The pulp, paper and packaging industry is responsible for much of the industrial traded wood. Its operational practices have a tremendous influence on global forests, which is why the industry leads the world in responsible sourcing, clean manufacturing and recycling. However, staying on top of constantly changing regulations and adapting to variable market forces is not easy. Packaging companies must manage an increasingly complex global supply chain and provide detailed product transparency. Fortunately, new technology solutions are helping executives leverage data to develop and implement insightful, sustainable operations.
Paper, pulp and packaging organizations are used to operating in an environment with stringent third-party oversight and extensive government regulations. International regulations for derivatives trades, such as European Market Infrastructure Regulation and the Dodd-Frank Act, monitor the financial aspects of forestry transactions; while programs from organizations like the Forest Stewardship Council (FSC) and the Sustainable Forestry Initiative focus on the environmental aspects of management practices.
As a result of these regulations, maintaining accurate data for certification has become increasingly important. Selling a product certified by the FSC, for example, means the wood can be tracked at every stage of the supply chain process including originating from a certified forest. Other non-governmental organizations such as Greenpeace provide additional third-party audits of their wood processes.
In addition to forest-related certifications, the industry also must contend with increasing air and water regulations. From greenhouse emissions to national standards for air pollutants to the Clean Water Act, many laws exist to evaluate the environmental impact of the cradle-to-grave manufacturing process.
Optimizing resources is also an important concern, which is why the forest industry supports initiatives to reduce waste and recycle. In 2008, Walmart launched an initiative to reduce overall packaging by five percent. This has led to industry-wide research and development efforts to find new designs that reduce packaging but maintain strength.
Manufacturers that do not abide by these sustainability-focused regulations, certifications and initiatives face possible lawsuits and significant fines. Additionally, there is the substantial risk to their brand, image and reputation.
Fortunately, technology now exists to help companies use real-time data to streamline business processes and increase efficiency. Below are a few examples of how technology is helping to implement cost-effective, sustainable business operations:
Today, sensors are being embedded in everything from cartoning machines to conveyor belts. The amount of information flowing to and from these smart machines is staggering.
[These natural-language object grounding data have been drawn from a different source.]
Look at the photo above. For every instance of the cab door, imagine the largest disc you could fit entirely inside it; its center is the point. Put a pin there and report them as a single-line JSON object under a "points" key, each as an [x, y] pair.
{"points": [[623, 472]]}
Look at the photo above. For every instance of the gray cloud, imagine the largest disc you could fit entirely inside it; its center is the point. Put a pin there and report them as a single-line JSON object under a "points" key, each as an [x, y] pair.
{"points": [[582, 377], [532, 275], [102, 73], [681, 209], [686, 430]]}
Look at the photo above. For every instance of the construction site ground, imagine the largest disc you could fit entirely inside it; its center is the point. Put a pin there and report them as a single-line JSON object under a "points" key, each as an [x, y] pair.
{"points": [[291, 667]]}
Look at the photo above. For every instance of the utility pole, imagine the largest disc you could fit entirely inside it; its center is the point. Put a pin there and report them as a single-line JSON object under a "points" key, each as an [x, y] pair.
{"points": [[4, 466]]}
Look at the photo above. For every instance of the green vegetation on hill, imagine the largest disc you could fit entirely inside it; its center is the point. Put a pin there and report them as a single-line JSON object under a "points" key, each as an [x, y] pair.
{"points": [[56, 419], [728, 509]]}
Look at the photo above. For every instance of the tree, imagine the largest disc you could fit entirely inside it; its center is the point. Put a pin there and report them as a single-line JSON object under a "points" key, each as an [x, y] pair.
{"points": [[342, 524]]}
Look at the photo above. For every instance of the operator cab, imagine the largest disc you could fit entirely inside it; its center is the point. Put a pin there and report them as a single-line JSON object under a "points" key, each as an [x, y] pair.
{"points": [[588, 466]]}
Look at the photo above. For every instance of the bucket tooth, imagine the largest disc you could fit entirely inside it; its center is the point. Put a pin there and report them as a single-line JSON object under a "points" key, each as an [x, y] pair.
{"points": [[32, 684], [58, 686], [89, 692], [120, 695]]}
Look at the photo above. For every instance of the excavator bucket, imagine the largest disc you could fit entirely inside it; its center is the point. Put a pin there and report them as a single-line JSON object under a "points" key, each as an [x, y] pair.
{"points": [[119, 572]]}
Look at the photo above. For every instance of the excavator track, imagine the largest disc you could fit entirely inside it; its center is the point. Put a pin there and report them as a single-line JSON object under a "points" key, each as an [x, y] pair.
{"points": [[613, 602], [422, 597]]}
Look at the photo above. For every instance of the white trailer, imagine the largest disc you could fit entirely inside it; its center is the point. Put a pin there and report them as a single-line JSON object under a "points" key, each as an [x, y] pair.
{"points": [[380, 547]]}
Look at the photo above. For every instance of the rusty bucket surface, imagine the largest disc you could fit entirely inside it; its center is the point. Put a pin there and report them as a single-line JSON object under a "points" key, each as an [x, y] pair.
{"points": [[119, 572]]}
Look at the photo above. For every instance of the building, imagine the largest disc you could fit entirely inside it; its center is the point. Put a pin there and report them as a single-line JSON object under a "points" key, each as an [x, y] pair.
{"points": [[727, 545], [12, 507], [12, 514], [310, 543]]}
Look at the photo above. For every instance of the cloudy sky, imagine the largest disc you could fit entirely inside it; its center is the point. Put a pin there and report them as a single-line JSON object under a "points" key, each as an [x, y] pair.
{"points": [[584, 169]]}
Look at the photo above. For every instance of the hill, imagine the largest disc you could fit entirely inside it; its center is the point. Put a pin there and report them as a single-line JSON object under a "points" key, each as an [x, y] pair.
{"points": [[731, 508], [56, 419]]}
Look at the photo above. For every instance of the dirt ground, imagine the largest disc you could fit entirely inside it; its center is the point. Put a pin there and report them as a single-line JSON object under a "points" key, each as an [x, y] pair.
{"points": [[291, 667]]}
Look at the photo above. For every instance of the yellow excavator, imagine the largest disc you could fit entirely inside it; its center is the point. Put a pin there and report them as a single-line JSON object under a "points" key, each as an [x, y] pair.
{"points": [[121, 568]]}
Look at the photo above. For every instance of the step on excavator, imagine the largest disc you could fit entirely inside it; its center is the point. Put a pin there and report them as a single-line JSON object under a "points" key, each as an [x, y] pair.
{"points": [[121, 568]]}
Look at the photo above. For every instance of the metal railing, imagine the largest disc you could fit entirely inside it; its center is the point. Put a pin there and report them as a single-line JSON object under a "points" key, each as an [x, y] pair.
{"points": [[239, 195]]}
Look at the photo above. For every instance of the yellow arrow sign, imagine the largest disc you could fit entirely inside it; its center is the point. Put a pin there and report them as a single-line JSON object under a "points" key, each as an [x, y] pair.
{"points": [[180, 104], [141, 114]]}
According to a report by IDC and EMC, the data being generating is predicted to reach 44 trillion gigabytes by 2020.While the world is just beginning to realize the innumerable benefits of a digitally connected workplace, sensors currently are being used on the manufacturing floor to monitor and instantly adjust equipment performance. For example, sensors are being used to identify vibration in bearings or track the consumption of electricity by a pump and motor. This data can not only help predict machine failures but also can help detect potential deterioration in product quality, which can then be corrected in real-time through process and machine adjustments.
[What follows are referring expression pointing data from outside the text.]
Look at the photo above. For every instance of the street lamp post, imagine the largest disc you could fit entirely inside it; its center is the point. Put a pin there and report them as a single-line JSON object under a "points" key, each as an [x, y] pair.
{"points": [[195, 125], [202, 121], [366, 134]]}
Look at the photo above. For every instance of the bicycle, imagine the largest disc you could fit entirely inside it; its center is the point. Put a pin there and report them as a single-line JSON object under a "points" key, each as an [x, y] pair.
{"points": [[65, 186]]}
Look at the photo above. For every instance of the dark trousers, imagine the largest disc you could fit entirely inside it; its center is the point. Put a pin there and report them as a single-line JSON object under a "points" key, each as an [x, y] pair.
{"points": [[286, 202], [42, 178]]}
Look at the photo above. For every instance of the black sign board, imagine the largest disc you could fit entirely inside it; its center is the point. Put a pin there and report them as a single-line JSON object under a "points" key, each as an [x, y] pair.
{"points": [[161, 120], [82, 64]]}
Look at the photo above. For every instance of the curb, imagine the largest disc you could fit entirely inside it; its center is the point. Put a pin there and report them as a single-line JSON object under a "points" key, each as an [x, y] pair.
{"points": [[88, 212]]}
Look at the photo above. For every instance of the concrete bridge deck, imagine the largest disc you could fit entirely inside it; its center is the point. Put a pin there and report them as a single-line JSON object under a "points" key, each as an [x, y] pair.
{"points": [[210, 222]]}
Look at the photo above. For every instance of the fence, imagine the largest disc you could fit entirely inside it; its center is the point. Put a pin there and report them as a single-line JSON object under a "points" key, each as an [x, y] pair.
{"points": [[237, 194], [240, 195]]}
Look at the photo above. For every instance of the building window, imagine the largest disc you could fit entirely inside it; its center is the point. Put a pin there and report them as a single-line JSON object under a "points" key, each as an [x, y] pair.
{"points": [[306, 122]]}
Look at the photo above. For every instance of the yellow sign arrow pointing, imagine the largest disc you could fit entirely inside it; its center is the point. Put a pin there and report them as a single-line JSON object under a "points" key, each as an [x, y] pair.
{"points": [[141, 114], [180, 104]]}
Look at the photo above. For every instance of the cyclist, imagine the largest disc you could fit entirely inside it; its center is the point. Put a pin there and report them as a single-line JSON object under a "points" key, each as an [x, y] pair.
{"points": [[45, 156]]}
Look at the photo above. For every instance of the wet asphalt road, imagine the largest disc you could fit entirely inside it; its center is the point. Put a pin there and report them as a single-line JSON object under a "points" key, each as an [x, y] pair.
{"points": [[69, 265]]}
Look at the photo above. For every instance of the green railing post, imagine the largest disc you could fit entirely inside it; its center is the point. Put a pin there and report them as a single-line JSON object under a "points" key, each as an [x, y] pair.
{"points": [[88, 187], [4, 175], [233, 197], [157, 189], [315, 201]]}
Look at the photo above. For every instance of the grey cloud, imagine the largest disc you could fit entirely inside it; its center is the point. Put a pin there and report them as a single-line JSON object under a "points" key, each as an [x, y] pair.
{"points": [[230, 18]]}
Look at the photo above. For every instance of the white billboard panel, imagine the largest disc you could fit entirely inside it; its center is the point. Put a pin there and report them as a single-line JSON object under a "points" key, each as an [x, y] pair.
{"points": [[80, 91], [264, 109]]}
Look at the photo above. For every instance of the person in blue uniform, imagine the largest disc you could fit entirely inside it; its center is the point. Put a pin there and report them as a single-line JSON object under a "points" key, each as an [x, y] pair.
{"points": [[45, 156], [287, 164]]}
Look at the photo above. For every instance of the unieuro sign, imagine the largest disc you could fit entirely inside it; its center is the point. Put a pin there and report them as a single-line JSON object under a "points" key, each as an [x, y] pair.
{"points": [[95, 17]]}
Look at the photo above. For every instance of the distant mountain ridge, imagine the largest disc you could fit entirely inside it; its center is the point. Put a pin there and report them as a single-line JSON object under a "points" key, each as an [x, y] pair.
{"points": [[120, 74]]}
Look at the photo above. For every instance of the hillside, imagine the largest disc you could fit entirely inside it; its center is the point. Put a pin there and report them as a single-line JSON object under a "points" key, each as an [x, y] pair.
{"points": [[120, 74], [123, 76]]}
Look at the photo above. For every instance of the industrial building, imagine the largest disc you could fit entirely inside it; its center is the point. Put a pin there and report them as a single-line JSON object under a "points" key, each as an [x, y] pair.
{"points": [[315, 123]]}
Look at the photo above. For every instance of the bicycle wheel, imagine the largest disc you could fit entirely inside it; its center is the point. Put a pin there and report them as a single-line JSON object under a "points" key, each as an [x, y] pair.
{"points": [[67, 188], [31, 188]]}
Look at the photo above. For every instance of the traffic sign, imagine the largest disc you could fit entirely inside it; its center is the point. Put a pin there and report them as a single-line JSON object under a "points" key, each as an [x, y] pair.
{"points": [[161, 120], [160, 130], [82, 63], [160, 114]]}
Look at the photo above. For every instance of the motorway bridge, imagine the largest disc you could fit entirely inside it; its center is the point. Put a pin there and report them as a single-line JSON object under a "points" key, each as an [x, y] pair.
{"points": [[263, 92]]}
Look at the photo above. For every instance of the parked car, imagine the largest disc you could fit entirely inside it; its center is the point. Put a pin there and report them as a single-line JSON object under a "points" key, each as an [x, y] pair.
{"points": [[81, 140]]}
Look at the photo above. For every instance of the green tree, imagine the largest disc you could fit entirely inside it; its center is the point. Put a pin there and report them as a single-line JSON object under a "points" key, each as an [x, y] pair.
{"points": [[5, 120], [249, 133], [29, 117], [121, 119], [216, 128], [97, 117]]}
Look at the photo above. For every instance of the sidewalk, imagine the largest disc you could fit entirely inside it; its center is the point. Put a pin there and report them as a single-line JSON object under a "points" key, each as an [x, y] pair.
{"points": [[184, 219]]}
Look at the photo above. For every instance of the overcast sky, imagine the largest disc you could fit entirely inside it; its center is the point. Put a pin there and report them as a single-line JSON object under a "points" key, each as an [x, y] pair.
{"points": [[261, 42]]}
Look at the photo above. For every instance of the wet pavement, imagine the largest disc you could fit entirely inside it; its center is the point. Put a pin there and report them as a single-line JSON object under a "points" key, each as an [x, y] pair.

> Supply chain tracking and insight
Meeting industry regulations and certifications requires precise information on the materials used to produce paper products. From the forest groves, wood chips and pulp processing, the entire chain of custody can now be tracked, traced and presented to buyers for insightful purchasing decisions. Customers looking for environmentally friendly products can now see exactly what percentage is, and is not, made from woods that are certified.
Production of paper and packaging is a very energy-consuming process. Companies want to keep energy consumption low without affecting quality. Using real-time data streaming directly from the machines, operations can be adjusted online to maximize machine usage and produce products in the greenest possible way.
> Connected fleets
Connecting the shop floor to other business systems allows decision-makers to optimize material movements among production, warehousing and delivery. Connected fleets combine vehicle telematics data – such as tire pressure and engine speed, driving behavior data such as speed, accelerating, braking and time spent loading and unloading – and business data to save on transportation costs. For example, by viewing fuel consumption under various conditions – such as a full load, no load and idling – companies can determine the optimal route from a distribution center to drop-off locations. Also, transportation vehicle capacity can be calculated in real-time and adjusted to ensure vehicles transport loads that are full.
> Real-time reporting
Combining data with intuitive, easy-to-use interfaces places critical information in the hands of the right people at the right time so that action can be taken when it is needed most. Some paper, pulp and packaging companies utilize sustainability performance management tools to ensure their operations and products are in compliance at all times. Real-time reporting also can combine internal and external data to find patterns and track trends. One example is sentiment tracking, in which companies follow changing customer perceptions about the corporate brand.
In what has been described as the “era of big data,” paper, pulp and packaging companies are finding new ways to use data to make smart decisions, allowing them to meet industry regulations while simultaneously saving money through more efficient operations. As time goes on, industry leaders will be the ones who embrace all the possibilities data-based innovations have to offer.